Yıllar yılı, çok uzun yıllar boyu, hep bir şey şeyler olacak, bir şeyler yaşayacak, bu olan, bu yaşadığım şeyden ibret alıp akledecek, bütün hatalarımdan geri dönüp, daha iyi ve düzgün bir insan olacağım diye bekledim durdum. Rabbime zor yok, bu söylediklerim olabilir; bir gece deli yatıp, sabah çok zeki bir insan olarak kalkabilirdim. Ancak çok yorulduktan, çok kaybettikten, çok yanıldıktan, tekrar tekrar aynı çukura düştükten sonra anladım ki bu işler, böyle olmuyor. Hayat kimseye haksızlık yapmıyor. Günübirlik, her menzil ve manada, vardığımız yerlerin yürüdüğümüz yolun süreği olduğunu görüyorum. Değişmek istiyordum ancak ne yolumu, ne zevklerimi, ne alışkanlıklarımı değiştiriyordum. Buldukça daha fazla yiyor, zevklerimin çeşidini artırıyor, düzensiz uykulardan marazi medetler umuyordum. Düzelmek istiyordum istemesine ya dünyadan elimi çekmiyor, dahası, daha fazla dünyaya dalıyordum. Birçok insanda gördüğüm yanlış aynısıyla bende de mevcuttu. Teoride iyi, pratikte kötüydüm. Çok konuşmanın sevimsizliğine bizzat kendimde şahit oluyor yine de çok konuşuyordum. Birkaç gün önce günlüğüme şunu yazmıştım: “Daha gün bitmeden, iyi halt ettin, bu günü de boş geçmedin!” diyordum kendime. Bu hataların çoğunu da dilimle işliyorum.
&&&
“Deli” gibi kitap okuyor, yazmaktan kaçınıyordum. Bunun da korkaklıkla alakası olduğunu anlamam yıllarımı aldı. Mesele/m yazmak değil Dağlım, kendi gücümle yüzleşememek. Dert çekmeden, sıkıntılara göğüs germeden üretmeyi istemek benim ki… Her insan yazmak zorunda değil, buna ben de dâhilim. Fakat biliyorum ki okumanın insanı ayartan bir tarafı var. Okurken, hazır yazılmış olanı tüketiyor insan. Otururken, ayakta, koltukta, otobüste, yatakta, - okuduğu kitaba saygı da duymadan- yürürken ve hatta uyumak için okuyabiliyor insan. Kimseyi eleştiriyor değilim. İsteyen istediği şekilde kitabını okuyabilir. Hamakta, yağmur sesinin gölgesinde camın ardında, kütüphanede, çimlere uzanmış şekilde… Fakat yazmak böyle değil. Yazı yazmak, belirli bir ölçüde saygı istiyor. Yeni şeyler söylemek için –Nihat abinin söylemiydi sanırım- zihnimizin çeperlerini ıspatulayla kazımak gerekiyor. Yazdıklarımızın da konuştuklarımız gibi ahirette karşımıza çıkacağını unutmamak gerekiyor. Bir yanda hazır olanı tüketmek diğer yandan üretmeye çalışmak var. Ben yazmak dedim, sen yürümek anla!
&&&
Seni düşünüyorum; masaya koyduğun ellerini, mahcup ve şımarık gülüşünü, beraber yürüyüşümüzü, kaldırımın ortasında durup, sana bir şeyler anlatırken, sokak lambalarından dökülen ışığın altında daha bir güzelleşen yüzünü…

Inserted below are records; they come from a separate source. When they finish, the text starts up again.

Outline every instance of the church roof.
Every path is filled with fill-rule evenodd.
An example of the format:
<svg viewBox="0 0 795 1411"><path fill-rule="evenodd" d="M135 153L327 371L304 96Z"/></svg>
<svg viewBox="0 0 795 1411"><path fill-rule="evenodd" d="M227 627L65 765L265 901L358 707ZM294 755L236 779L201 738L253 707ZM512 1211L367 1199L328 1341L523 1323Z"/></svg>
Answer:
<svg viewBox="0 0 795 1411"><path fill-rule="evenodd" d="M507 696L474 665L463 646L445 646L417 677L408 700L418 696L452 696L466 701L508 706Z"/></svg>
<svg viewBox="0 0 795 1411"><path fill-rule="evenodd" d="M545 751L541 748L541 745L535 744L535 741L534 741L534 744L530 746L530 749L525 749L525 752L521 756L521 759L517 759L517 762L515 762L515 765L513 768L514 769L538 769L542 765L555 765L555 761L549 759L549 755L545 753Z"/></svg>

“Bir insanın, kendisini tanıtmak için, çaresizliğinden, ezikliklerinden başka bir şeyi yoksa canı cehenneme” der Lawrence. Biz canı cehenneme demeyelim ancak çaresiz, ezik, gadre uğramış, şikâyet cümlelerimizi azaltalım ve bu tür insanlardan uzak duralım Dağlım.
İnsan kendi yaşamını sürmek için yaşar, ya da yaşamadığına yakınmak için. Üzgünüm ki kadınlar daha fazlasıyla böyledir Dağlım. Buna da dikkat etmeni isterim senden.
Bir duygu, sevgidir bu, insanın benliğine işlediğinde, onu söze dökmeye gerek kalmaz; her davranış, sesteki her tını, ve her soluk durmaksızın onu yineler ve doğrular. Mutluluk anlatılabilir değildir zaten. Elle tutulamaz, birlikte yaşanılan her şeyin üzerine sinen simli, güzel kokulu, parlak bir ışığın duyumsanmasıdır diyebiliriz.
Gerçek mutluk odalara sığmaz, sayılara gelmez, bunu da yaşadıkça öğreneceksin Dağlım.
İnsanlar, kendilerinden destek ve izin istemeden, onlara danışmadan, en önemlisi, onlar olmaksızın mutlu olabilmemize kızarlar, kıskanırlar, laf ederler, bunlara da kulakları tıkamalı ve yürümene devam etmelisin Dağlım.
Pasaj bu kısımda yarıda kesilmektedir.